5) An end to statute creep. One of the ugliest features of American justice is the way that laws designed to address very particular situations are allowed to metastasize and be applied to anything a prosecutor fancies. The RICO statute was supposed to be for mobsters and racketeers. Conrad Black is not a racketeer but he was nevertheless charged with racketeering. And, while the prosecutorial abuse of RICO is nothing new, the abuse of the “obstruction of justice” statutes in this case are unprecedented. Hitherto, the only obstruction charges that could be brought in regards to extra-territorial actions involved witness-tampering. In that security video at 10 Toronto Street, Conrad Black may be doing all manner of things, but he’s not tampering with any witnesses. Nevertheless, a hitherto narrowly defined statute has now been massively expanded to enable prosecutors to characterize actions by foreign nationals on foreign soil in a way never contemplated by the relevant legislation. Statute creep is repugnant and should be stopped.

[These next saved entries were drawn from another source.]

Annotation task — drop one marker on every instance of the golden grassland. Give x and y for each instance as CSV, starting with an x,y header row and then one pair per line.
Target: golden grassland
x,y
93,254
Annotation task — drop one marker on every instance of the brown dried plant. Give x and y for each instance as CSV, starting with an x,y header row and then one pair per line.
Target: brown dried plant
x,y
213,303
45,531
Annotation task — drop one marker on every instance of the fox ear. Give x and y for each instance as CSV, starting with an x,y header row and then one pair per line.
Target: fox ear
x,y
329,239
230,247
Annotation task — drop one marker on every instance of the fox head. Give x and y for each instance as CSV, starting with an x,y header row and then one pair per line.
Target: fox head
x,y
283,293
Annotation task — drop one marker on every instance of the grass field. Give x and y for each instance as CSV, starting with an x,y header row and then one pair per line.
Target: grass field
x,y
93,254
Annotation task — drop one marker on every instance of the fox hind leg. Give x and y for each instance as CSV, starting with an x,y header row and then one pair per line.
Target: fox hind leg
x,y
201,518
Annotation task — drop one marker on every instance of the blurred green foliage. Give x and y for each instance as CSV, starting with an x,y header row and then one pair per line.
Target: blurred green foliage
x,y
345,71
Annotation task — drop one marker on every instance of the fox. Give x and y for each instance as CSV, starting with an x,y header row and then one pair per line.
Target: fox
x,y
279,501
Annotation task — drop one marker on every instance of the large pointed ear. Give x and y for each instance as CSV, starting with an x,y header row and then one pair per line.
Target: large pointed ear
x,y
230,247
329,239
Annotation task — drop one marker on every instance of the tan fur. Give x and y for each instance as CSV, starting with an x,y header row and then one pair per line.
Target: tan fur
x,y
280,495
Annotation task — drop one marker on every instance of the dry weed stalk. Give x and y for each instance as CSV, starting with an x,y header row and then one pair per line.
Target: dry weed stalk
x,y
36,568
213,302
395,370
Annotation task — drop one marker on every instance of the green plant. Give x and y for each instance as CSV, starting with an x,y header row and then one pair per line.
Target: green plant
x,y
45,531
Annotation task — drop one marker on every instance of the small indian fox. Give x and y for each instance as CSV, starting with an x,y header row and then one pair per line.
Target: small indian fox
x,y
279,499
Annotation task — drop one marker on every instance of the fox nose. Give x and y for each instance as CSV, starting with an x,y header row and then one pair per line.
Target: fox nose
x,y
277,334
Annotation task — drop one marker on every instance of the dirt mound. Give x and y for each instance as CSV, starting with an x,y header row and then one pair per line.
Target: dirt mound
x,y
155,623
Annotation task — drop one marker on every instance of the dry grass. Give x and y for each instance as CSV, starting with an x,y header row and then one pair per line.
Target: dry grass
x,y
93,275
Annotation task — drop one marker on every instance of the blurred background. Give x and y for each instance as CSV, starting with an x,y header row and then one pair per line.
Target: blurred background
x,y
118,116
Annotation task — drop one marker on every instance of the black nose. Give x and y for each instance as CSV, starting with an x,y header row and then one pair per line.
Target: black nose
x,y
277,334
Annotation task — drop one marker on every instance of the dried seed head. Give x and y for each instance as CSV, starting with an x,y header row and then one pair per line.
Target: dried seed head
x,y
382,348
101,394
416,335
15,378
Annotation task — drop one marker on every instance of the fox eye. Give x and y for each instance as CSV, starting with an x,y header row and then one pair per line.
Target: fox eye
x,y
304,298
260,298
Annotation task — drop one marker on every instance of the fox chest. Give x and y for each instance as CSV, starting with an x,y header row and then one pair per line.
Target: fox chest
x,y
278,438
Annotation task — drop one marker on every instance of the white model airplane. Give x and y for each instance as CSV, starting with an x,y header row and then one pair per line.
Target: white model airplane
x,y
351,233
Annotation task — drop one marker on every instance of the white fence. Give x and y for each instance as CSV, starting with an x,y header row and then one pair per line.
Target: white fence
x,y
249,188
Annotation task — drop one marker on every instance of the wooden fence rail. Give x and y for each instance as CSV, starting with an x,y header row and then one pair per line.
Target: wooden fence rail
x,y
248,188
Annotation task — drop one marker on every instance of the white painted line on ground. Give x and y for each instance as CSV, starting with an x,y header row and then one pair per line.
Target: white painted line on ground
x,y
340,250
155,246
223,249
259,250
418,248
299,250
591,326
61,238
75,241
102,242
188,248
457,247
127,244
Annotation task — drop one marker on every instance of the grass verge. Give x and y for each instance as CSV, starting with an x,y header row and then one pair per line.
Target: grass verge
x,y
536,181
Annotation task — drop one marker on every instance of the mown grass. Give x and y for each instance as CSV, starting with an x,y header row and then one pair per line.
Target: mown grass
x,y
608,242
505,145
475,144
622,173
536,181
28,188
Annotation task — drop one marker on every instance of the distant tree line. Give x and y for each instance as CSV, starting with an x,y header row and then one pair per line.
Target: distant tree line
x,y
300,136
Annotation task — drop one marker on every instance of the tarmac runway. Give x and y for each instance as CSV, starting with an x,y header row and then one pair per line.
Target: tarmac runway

6) An end to de facto double jeopardy. Conrad Black is likely to wind up back in court to go through all the stuff he’s been acquitted of one mo’ time, this time in a Securities and Exchange Commission case. That would be a civil case, not a criminal one, and the US Attorney insists that the SEC is an entirely separate body. Oh, come on. The US Attorney and the SEC are both agencies of the US Government. They work in synchronicity. It’s not the same as Nicole Brown’s family suing OJ after the state’s murder case flopped. In this instance, two arms of the same organization are bringing separate cases on exactly the same matters. That’s double jeopardy – or, in fact, given the zealousness of the SEC, triple and quadruple jeopardy.
The problem is that there is little constituency for such reforms. The police, jailers, courts, government lawyers, and legislators (who have nothing to gain politically by opposing the other groups) aren’t likely to do anything. The people who get victimized by prosecutors too often end up ruined — broke, jailed. Even if they emerge from their ordeals with some of their resources intact, most of these people probably don’t want to attract any more governmental attention. And many voters take the position that people who are convicted of crimes deserve whatever gets done to him. Prosecutorial reform may be like the issue of prison rape in that nothing will change until many more people come to see themselves as potential victims.
(via Maimon Schwarzschild)
This won’t happen.
Who has an incentive to pass any law that would do this?
Then run against an opponent who says you are soft on crime?
“A liberal is a conservative who has been prosecuted.” That is a tiny minority. Most middle class Americans think criminal prosecutions happen to black and brown people and rich guys committing “crime in the suites” — not to them. And they are mostly right.
There is no political motivation whatsoever for any reform such as you suggest to happen. To the contrary.
Well, yes. This was the point of my concluding paragraph. I think it’s still very important to make the pro-reform case, however.